OWL, the newest member of BHSEC’s science department, is a qualified individual with an interesting backstory. OWL was developed by Peter Sandford, a psychopathic six-year old with a mildly deformed left hand. One summer, Sandford found himself with nothing much to do. He couldn’t see his friends, as they were suffering from minor burns he inflicted upon them the week before with a hairdryer, and he couldn’t leave the house, because he was self-conscious of his slightly bent ring finger. Bored, Sandford set out to create OWL, equipped only with a pamphlet on website design and an encyclopedic knowledge of the PBS show Cyberchase. He completed this in two and a half grueling hours, and OWL was born.
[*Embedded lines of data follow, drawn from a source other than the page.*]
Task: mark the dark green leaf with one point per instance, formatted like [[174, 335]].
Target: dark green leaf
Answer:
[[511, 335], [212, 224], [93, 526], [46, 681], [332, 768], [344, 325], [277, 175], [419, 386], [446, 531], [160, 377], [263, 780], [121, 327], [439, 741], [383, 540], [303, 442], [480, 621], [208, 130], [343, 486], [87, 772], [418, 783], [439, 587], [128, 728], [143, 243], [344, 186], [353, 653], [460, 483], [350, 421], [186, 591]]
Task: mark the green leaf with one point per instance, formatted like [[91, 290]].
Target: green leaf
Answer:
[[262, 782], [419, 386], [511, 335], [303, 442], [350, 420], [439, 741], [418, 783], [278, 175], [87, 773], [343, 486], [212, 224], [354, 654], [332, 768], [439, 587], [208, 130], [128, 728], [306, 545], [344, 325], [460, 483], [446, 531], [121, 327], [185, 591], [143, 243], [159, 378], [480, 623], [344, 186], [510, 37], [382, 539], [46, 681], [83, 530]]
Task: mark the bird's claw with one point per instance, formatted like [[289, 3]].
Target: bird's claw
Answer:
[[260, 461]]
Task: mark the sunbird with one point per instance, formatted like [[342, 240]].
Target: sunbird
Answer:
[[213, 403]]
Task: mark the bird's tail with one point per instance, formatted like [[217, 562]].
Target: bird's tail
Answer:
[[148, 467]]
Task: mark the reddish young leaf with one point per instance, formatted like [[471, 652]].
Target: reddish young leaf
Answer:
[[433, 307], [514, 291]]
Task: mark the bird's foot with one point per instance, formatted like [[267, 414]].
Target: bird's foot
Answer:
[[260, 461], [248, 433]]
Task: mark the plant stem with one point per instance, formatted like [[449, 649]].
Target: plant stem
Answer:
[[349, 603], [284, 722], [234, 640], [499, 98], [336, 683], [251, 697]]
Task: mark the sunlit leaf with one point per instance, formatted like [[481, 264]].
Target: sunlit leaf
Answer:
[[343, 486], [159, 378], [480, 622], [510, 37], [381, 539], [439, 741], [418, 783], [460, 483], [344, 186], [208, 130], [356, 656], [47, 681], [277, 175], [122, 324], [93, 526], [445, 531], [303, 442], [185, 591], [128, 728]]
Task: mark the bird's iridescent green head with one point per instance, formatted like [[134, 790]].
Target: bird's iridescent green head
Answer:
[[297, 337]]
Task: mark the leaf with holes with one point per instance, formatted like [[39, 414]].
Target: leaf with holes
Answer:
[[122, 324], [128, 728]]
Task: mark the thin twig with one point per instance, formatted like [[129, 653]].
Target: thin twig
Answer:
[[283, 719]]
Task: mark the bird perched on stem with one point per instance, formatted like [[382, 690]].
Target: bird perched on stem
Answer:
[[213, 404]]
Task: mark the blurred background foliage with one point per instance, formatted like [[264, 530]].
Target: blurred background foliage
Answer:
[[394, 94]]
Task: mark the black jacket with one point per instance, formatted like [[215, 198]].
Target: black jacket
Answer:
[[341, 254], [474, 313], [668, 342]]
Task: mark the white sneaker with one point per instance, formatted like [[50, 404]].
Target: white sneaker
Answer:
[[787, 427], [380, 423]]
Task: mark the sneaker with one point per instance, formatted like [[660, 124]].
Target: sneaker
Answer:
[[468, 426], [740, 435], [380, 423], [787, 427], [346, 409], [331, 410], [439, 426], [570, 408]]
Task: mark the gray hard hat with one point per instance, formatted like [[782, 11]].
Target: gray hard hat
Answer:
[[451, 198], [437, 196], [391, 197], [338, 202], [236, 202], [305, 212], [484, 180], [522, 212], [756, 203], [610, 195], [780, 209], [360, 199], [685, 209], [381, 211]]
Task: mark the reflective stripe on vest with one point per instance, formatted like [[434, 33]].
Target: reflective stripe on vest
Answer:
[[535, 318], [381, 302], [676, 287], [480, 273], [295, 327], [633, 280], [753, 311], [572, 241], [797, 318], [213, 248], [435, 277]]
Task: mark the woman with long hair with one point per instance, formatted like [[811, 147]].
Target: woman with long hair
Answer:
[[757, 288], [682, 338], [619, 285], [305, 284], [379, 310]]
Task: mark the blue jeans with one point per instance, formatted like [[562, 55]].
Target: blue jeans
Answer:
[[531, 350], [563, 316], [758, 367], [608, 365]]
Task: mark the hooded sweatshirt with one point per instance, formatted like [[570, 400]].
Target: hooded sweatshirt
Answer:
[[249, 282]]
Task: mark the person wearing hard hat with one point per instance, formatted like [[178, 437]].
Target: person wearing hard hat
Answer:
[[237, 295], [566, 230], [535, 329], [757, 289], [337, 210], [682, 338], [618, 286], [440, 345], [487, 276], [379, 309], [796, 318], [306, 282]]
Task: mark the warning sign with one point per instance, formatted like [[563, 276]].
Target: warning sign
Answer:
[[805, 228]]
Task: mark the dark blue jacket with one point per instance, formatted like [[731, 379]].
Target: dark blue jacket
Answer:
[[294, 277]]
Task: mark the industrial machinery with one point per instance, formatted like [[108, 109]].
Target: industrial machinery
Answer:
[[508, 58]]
Growing up, OWL had a happy childhood. Its favorite activities were to quiz its friends on molar mass, then ignore them when they answered with an incorrect number of significant digits. Soon, OWL was off to college at Arizona State, where he graduated top of his class, despite his login session timing out halfway through his junior year. At graduate school, OWL met the old Healthcare.gov website, and they got married. They shared quite a few interests, such as making people wait for things, and destroying good concepts with poor execution. At this point, OWL was spending very little time with its creator. In 2014, Peter Sandford, now eleven, fueled by regret, jealousy, and perverse hand-envy, proceeded to pour a can of soda over OWL’s main server. Although OWL survived the incident, the attack resulted in a confusing interface, convoluted chemistry problems, and general mediocrity.

The owl homepage.

Credit: cengage.com/owl

At BHSEC, OWL has already earned the adoration of its colleagues. In an interview, Dr. Chaterpaul said “OWL has singlehandedly saved the chemistry program at BHSEC. We can only attribute the aptitude of this year’s class to its relentless onslaught of soporifically repetitive tasks. Either that, or everyone is cheating on everything all the time.” OWL is also gaining the notice of faculty outside the realm of STEM. Mr. Garcés Kiley said “I admire OWL’s ability to constantly keep students troubling what is right and what is wrong, even when their math is right and they’ve checked all their steps and their answer is incorrect because of an accidental space. It’s the Socratic method in action.” With years of experience behind it, OWL is bound to make a profound impact at BHSEC. 

OWL was reached for comment on this article, but declined, as flash was not properly installed.